Helping stakeholders overcome the obstacles to better forest governance locally and nationally
Forest governance in Tanzania
Tanzania’s forests and woodlands cover 33.5 million hectares, or about 40% of its land area. They are dominated by miombo woodland, a species-rich savannah ecosystem which is also a valuable source of goods and services for the country’s mostly poor rural population.
Only two-fifths of Tanzania’s forests lie within forest reserves or national parks. The rest is unreserved and largely unprotected forest growing on public land. The National Forest Policy of 1998 and Forest Act of 2002 explicitly recognised the need to bring these unreserved forests under the control of local communities as village forests, managed through various community-based regimes known collectively as participatory forest management (PFM). By 2006, PFM was operating or being established in over 3.6 million hectares of forest spread across 1,800 villages.

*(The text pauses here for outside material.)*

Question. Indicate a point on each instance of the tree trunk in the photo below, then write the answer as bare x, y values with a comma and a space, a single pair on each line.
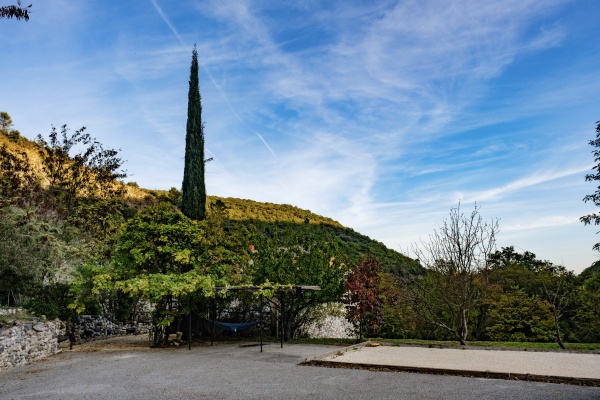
557, 336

Despite its progressive policy framework aimed at decentralising forest management, encouraging PFM and ensuring forests contribute to national poverty alleviation goals, Tanzania’s overall performance in forest governance is still relatively poor. The country’s deforestation rate is one of the highest in East Africa, driven by uncontrolled agriculture and livestock expansion. Hardest hit are the unreserved forests, which face greater pressure for land and fuelwood from surrounding communities.